Sarthak Vajpayee | Understanding BERT — (Bidirectional Encoder Representations from Transformers).

Part 2/3 of Transformers vs Google QUEST Q&A Labeling (Kaggle top 5%).

This is a 3 part series where we will be going through Transformers, BERT, and a hands-on Kaggle challenge — Google QUEST Q&A Labeling to see Transformers in action (top 4.4% on the leaderboard). In this part (2/3) we will be looking at BERT (Bidirectional Encoder Representations from Transformers) *and how it *became state-of-the-art in various modern natural language processing tasks. Since the architecture of BERT is based on Transformers, you might want to check the internals of a Transformer which you can find in Part 1/3.

We are aware of the fact that how transfer learning has revolutionized the field of computer vision in the past few years. Pretrained networks like VGG, YOLO, UNET, RESNET, and many more have shown a groundbreaking performance in different areas of computer vision. We have also seen a similar approach in the field of NLP like Word2Vector, GloVe but BERT takes it to a whole another level.

BERT was a paper published by researchers at Google AI Language in late 2018 and since then it has become a state of the art in many NLP tasks. BERT takes a different approach, it considers all the words of the input sentence simultaneously and then uses an attention mechanism to develop a contextual meaning of the words. This approach works well for many NLP tasks as shown in the ELMo (Embeddings from Language Models) paper recently.
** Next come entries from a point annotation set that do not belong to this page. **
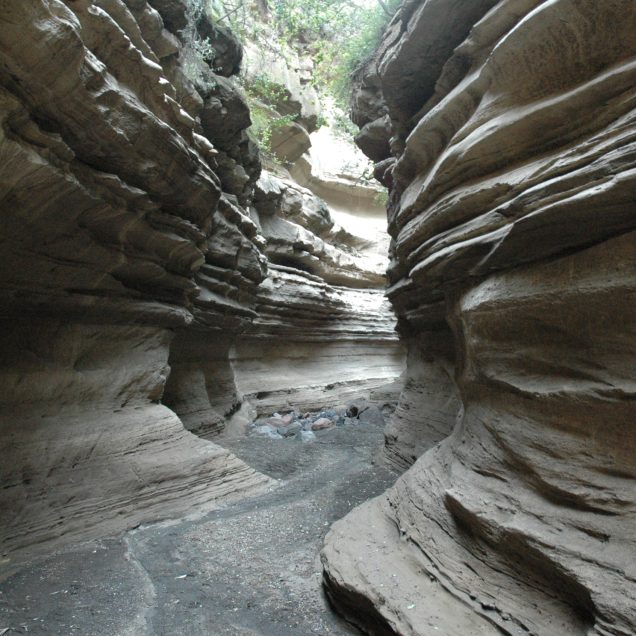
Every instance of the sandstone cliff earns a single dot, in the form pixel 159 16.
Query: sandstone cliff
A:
pixel 134 259
pixel 505 131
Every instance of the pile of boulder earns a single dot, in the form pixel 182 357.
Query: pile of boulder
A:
pixel 292 424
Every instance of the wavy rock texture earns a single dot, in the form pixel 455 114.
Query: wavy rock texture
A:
pixel 136 300
pixel 512 217
pixel 111 204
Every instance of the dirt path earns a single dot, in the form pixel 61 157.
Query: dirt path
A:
pixel 251 568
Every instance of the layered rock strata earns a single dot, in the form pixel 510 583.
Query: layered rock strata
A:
pixel 134 258
pixel 512 131
pixel 112 208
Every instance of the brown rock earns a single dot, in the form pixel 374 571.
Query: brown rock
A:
pixel 321 424
pixel 513 278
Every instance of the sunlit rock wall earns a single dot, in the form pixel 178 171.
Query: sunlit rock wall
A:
pixel 110 204
pixel 512 130
pixel 137 307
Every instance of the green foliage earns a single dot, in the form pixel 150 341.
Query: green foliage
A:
pixel 198 52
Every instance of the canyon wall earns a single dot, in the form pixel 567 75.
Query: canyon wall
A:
pixel 137 294
pixel 506 133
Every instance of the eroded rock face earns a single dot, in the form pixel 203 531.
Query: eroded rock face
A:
pixel 136 298
pixel 111 201
pixel 513 228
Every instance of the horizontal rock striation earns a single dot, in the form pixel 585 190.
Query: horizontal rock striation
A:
pixel 138 302
pixel 113 211
pixel 513 277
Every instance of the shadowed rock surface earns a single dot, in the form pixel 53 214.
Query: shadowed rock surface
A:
pixel 513 277
pixel 250 567
pixel 132 259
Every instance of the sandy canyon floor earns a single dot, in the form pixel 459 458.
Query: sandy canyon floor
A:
pixel 250 568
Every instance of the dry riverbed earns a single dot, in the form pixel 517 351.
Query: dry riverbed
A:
pixel 250 568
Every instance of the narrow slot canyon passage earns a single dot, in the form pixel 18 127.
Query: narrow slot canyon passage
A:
pixel 317 317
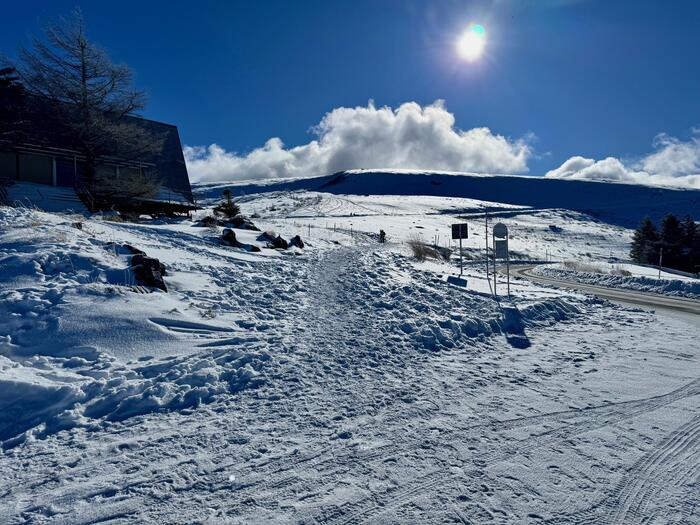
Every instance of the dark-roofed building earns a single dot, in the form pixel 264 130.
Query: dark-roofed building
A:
pixel 36 154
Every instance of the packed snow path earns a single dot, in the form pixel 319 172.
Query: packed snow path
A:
pixel 386 396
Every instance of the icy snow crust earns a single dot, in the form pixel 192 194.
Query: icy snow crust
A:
pixel 342 383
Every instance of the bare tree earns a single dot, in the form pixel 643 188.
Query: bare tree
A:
pixel 92 97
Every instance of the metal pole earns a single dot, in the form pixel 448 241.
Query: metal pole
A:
pixel 508 266
pixel 495 293
pixel 486 235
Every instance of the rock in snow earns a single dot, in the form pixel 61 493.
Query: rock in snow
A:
pixel 148 271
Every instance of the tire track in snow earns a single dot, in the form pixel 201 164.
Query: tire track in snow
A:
pixel 375 505
pixel 628 501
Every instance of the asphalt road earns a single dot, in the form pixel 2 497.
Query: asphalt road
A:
pixel 614 294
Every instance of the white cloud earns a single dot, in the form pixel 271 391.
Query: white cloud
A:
pixel 410 136
pixel 672 163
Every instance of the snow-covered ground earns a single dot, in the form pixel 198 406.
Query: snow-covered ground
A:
pixel 626 276
pixel 341 383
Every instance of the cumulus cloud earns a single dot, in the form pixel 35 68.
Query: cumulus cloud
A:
pixel 672 163
pixel 411 136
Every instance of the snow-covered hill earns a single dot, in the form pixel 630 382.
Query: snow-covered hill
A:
pixel 344 382
pixel 620 203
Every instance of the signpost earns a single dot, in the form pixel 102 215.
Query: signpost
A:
pixel 500 251
pixel 460 231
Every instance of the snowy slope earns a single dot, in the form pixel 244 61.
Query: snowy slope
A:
pixel 341 383
pixel 619 203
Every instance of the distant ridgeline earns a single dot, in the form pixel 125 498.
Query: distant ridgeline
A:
pixel 618 203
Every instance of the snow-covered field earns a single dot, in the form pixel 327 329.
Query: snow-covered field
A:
pixel 341 383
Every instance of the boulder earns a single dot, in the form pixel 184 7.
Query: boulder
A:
pixel 148 271
pixel 280 243
pixel 229 237
pixel 296 241
pixel 273 241
pixel 124 249
pixel 209 221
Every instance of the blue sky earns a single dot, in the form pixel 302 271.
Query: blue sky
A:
pixel 591 78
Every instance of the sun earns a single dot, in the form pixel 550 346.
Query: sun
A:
pixel 470 45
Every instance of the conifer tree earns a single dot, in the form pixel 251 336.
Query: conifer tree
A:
pixel 644 243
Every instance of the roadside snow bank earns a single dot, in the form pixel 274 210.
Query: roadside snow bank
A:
pixel 671 287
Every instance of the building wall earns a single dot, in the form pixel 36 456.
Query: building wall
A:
pixel 8 165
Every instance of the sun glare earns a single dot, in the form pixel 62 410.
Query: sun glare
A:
pixel 470 44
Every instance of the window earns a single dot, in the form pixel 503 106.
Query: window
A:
pixel 8 165
pixel 35 168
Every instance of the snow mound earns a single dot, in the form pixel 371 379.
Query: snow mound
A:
pixel 70 327
pixel 671 287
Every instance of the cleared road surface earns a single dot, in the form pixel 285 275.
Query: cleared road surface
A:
pixel 613 294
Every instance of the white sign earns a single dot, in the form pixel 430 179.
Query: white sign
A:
pixel 500 230
pixel 500 247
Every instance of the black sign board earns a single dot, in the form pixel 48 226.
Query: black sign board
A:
pixel 460 231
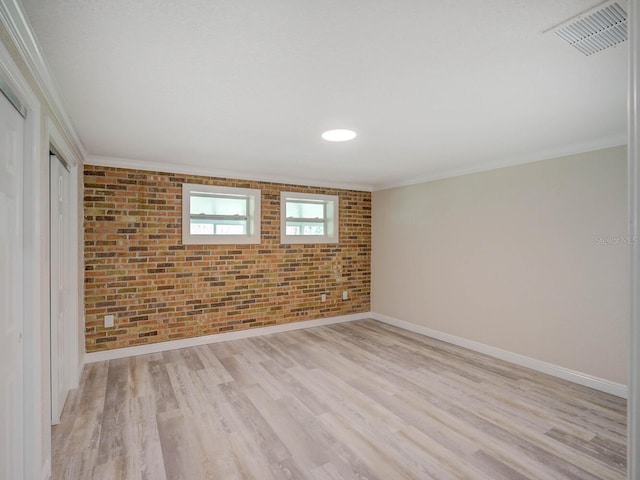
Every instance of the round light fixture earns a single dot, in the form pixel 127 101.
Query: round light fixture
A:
pixel 339 135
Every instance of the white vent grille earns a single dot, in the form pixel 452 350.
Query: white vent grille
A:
pixel 595 30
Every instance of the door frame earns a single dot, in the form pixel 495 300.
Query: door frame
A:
pixel 74 326
pixel 633 149
pixel 35 275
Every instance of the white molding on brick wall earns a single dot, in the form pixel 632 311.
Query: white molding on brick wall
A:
pixel 580 378
pixel 92 357
pixel 189 169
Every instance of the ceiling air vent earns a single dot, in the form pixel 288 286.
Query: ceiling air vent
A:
pixel 596 29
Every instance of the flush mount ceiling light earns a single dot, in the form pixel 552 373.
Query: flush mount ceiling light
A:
pixel 339 135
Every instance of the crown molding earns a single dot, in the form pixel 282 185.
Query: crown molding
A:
pixel 541 155
pixel 15 22
pixel 190 169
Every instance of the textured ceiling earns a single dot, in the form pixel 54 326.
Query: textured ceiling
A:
pixel 246 87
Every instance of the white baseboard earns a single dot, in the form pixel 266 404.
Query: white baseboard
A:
pixel 216 338
pixel 580 378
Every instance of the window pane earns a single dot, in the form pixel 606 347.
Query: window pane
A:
pixel 302 228
pixel 305 210
pixel 209 205
pixel 218 227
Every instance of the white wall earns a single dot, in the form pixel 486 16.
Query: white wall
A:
pixel 515 258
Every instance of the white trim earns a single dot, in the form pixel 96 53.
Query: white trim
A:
pixel 93 357
pixel 633 406
pixel 609 142
pixel 46 470
pixel 36 394
pixel 596 383
pixel 253 197
pixel 54 137
pixel 18 28
pixel 332 219
pixel 189 169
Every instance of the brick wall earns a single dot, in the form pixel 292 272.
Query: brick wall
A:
pixel 137 269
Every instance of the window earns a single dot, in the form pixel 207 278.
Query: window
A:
pixel 220 215
pixel 308 218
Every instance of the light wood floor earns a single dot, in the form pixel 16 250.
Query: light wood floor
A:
pixel 359 400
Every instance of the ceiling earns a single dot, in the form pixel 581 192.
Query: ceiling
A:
pixel 246 87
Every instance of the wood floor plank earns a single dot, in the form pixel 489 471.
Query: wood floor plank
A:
pixel 360 400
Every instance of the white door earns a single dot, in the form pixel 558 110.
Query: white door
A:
pixel 59 223
pixel 11 301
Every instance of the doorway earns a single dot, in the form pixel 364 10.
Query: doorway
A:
pixel 12 127
pixel 60 283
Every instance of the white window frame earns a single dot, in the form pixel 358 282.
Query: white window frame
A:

In this blog, we will cover BERT by going through 4 sub-topics-

Difference between BERT and previous embedding techniques.
Taking a look under the hood: The internal architecture of BERT.
How the pre-trained BERT was trained: Different training methods that made BERT so efficient.
The input and output: How to use a BERT

How is BERT different from other embedding generating algorithms like Word2Vector or GloVe?

The main differences between BERT and W2V or GloVe are:

W2V and GloVe word embeddings are context-independent. These models output just one vector (embedding) for each word, combining all the different senses of the word into one vector. For example in a given sentence: “the game will lead to a tie if both the guys tie their final tie at the same time.” Word2Vector or GloVe will fail to capture that all the 3 words tie in the sentence have different meanings and would simply return the same embedding for all the 3 words. Whereas BERT is context-dependent, which means each of the 3 words would have different embeddings because BERT pays attention to the neighboring words before generating the embeddings.
Because W2V and GloVe are context-independent, we do not require the model which was used to train the vectors every time to generate the embeddings. We can simply train the vectors on a corpus of words once and then generate a table or database holding the words and their respective trained vectors. Whereas in the case of BERT, since it is context-dependent, we need the pre-trained model every time while generating the embeddings or performing any NLP task.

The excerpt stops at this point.